Next up was the BBQ mushroom, the only vegetarian bao option at Konjo. Featuring a shiitake mushroom, hoisin sauce, a koji emulsion - created by slowly whisking koji oil - iceberg lettuce and a pickled cucumber. Of the three bao buns that I ordered, this was the most disappointing, lacking flavour, density, and consistency. It was just a little bland really. Quite disappointing.

The Katsu Chicken bao took the crown as the nicest of the three, a crispy katsu chicken. The chicken was succulent with a nice crisp, retaining the juices in a well-balanced combination of crunch and moisture, neatly combining with the Japanese mayo. In a word (or two), deliciously moreish.

Moving on to the mains this time around, we opted for two of the main dishes deciding on the Gyūdon and the Butadon Rice Bowl.

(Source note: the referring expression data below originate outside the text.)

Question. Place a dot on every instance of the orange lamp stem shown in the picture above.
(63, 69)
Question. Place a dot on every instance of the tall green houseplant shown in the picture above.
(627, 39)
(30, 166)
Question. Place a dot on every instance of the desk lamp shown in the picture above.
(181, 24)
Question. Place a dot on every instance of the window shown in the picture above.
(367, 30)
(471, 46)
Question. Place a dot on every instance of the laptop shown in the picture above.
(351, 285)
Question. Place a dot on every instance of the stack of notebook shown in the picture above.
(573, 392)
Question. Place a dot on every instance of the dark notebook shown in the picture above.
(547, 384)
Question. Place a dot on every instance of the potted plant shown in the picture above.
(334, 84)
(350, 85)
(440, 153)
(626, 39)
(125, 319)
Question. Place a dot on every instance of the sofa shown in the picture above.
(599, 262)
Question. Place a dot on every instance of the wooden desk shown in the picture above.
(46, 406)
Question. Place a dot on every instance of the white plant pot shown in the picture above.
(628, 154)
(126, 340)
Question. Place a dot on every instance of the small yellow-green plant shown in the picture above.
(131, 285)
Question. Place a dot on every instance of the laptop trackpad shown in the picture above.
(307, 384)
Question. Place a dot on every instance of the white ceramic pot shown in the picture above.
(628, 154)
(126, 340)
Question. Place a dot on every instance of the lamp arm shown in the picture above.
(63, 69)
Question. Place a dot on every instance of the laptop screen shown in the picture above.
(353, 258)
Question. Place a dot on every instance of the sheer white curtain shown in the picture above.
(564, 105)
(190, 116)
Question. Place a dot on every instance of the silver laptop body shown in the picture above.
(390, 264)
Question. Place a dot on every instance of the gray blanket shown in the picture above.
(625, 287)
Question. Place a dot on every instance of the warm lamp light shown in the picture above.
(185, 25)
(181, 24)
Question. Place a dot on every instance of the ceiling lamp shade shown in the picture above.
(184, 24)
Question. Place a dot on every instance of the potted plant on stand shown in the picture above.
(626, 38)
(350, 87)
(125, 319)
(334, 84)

I had decent expectations for the Butadon Rice Bowl, as the last time I had tried a rice bowl here it was the very excellent Chilli beef, as well as the Korean Fried Chicken, both were quite simply lip-smacking delightful.

The Butadon Rice Bowl comes with a BBQ Moss Valley pork glazed with tare (a flavoured glaze), Koshihikari rice, Burford brown egg yolk, chive, radish and la-yu chilli oil. The pork was rather nice, it’s tender presentation combined very well, all except for the Koshihikari rice, it just didn’t taste right, it was supposed to be fluffy and slightly sticky. Sadly it’s texture was not right, hard and bitty… as though it had been undercooked.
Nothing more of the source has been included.